Well written I like Konmari because it is great motivation to declutter. I agree with you though about not getting rid of things because they happen to fit. I've always thought about my things as whether they increase my quality of life. I guess that is the spark joy part. either it is useful or makes me happy, otherwise, it can go and make someone else happy or make space for something else that will make me happy. The problem I often have is organization, especially in a foreign country with smaller spaces to put things. Trying hard to organize and clean daily steals all my time which is much more important to my quality of life. Adding more mental strain by thanking while folding would make me want to throw it all out and go naked instead. I think I agree with every part of what you've said
The first time I read the Konmari book was in Germany and so I thought greeting the home meant saying "tadaima". Although I held on to a lot of items I was able to let go of a lot too (mainly manga, I didn't enjoy reading anymore). Although there were not too much of a visible effect it did help me question future purchases.

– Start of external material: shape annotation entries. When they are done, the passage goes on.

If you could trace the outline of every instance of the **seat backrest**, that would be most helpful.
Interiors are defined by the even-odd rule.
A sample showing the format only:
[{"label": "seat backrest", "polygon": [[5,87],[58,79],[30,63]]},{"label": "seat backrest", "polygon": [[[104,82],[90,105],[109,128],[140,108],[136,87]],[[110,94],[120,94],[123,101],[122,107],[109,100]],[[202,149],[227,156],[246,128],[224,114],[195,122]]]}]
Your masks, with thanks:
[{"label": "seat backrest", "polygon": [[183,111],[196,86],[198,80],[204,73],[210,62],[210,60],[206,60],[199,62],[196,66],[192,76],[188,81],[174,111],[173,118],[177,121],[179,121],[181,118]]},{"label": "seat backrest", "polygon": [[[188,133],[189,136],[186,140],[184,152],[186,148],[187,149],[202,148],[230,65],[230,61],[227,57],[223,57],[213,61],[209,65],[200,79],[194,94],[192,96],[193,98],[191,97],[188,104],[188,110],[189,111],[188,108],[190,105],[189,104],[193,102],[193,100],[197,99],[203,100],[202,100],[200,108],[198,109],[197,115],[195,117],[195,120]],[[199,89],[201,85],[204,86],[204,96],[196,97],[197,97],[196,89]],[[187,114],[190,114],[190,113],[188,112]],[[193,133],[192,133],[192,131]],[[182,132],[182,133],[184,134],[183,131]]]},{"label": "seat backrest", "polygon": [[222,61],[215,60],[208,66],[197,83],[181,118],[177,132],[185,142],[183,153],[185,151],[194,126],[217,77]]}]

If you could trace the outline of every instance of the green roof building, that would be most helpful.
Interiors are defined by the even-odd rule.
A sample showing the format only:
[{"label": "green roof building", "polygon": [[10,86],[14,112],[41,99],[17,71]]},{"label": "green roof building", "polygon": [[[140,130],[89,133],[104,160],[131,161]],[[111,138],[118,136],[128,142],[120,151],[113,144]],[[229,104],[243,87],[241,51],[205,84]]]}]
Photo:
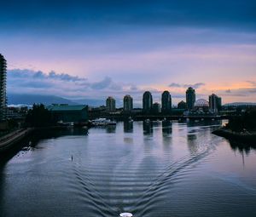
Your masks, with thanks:
[{"label": "green roof building", "polygon": [[88,121],[88,106],[52,105],[48,107],[58,121],[63,123],[82,123]]}]

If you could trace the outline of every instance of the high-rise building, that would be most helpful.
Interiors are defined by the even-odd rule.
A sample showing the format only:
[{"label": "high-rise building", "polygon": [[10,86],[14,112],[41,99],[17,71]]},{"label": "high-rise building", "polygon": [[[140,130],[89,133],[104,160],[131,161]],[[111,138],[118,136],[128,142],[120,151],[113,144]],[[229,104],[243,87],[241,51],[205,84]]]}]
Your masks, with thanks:
[{"label": "high-rise building", "polygon": [[221,110],[221,98],[214,94],[209,95],[209,106],[212,112],[217,113]]},{"label": "high-rise building", "polygon": [[133,108],[132,97],[131,95],[125,95],[124,97],[124,111],[131,111]]},{"label": "high-rise building", "polygon": [[159,114],[161,112],[161,106],[158,102],[155,102],[152,105],[152,112],[154,114]]},{"label": "high-rise building", "polygon": [[6,107],[6,60],[0,54],[0,121],[5,120]]},{"label": "high-rise building", "polygon": [[143,94],[143,111],[144,113],[149,113],[151,111],[152,103],[153,103],[152,94],[149,91],[146,91]]},{"label": "high-rise building", "polygon": [[108,111],[115,111],[115,100],[112,96],[108,96],[106,100],[106,106]]},{"label": "high-rise building", "polygon": [[162,94],[162,113],[168,114],[172,110],[172,96],[169,91],[166,90]]},{"label": "high-rise building", "polygon": [[195,91],[194,89],[189,87],[186,91],[186,103],[189,111],[194,109],[195,102]]},{"label": "high-rise building", "polygon": [[181,100],[181,101],[177,104],[177,108],[178,108],[178,109],[186,109],[186,108],[187,108],[187,104],[186,104],[183,100]]}]

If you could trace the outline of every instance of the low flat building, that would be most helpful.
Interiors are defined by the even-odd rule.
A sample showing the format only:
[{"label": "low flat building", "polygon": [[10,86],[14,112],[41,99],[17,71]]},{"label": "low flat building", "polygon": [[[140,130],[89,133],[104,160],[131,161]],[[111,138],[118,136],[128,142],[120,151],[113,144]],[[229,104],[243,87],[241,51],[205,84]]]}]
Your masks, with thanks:
[{"label": "low flat building", "polygon": [[52,115],[58,122],[63,123],[83,123],[87,122],[88,106],[69,106],[69,105],[52,105],[48,107]]}]

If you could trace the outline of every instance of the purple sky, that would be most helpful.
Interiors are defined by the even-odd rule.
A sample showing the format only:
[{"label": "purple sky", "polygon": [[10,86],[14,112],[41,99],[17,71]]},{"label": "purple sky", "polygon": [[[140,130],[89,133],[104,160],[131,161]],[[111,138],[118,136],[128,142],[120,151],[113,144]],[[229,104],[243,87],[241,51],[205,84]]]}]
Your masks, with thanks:
[{"label": "purple sky", "polygon": [[256,102],[253,1],[57,3],[1,6],[8,92],[69,99],[130,94],[139,103],[144,90],[160,101],[167,89],[176,104],[191,85],[197,99],[214,92],[224,103]]}]

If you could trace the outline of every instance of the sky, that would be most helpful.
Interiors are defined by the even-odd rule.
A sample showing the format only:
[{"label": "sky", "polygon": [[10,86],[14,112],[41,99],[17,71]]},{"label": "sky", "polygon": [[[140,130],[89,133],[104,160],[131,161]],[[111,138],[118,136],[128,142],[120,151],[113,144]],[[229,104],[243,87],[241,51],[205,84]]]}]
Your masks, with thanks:
[{"label": "sky", "polygon": [[255,0],[0,0],[8,93],[256,102]]}]

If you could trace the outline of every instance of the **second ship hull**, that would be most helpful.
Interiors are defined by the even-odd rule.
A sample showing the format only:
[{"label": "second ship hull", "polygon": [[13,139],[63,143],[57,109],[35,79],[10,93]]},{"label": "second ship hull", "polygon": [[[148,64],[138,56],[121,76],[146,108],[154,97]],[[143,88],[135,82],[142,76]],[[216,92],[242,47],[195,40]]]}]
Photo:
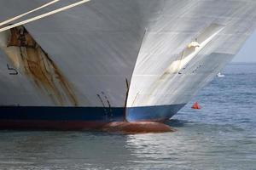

@TonetoEdo I completely agree. Also, as a lady above the 25cm mark in footwear, I recommend any outlet mall with a Sketchers store. They sometimes go up to size 10 US (27cm!) which is what I wear currently due to the width of my feet. Sprucing up is always a good call, but you're right about utility.
@edthethe I am so glad it's not just me. Also, stay tuned. Next week I'm going to write about another cleaning strategy that actually helped me a lot more and comes in the form of a book. If you want to check it out beforehand, here it is: https://www.amazon.co.jp/Manage-Your-Home-Without-Losing-ebook/dp/B01CXE9M5E/ref=sr_1_1?ie=UTF8&qid=1548991188&sr=8-1&keywords=how+to+manage+your+home
@Striffy That is excellent that it helped you, even if not in a very visible way. Anything that helps you is worth it.
@edthethe I can’t say I thank items when I’m cleaning and tidying. But I do thanks to things when I part with them. I Ilived in a 4LDK, but now a 1DK solo. I’ve always kicked everyone out and listened to the radio, or podcasts, or music while I clean.
@JTsuzuki I’m looking forward to your blog, too!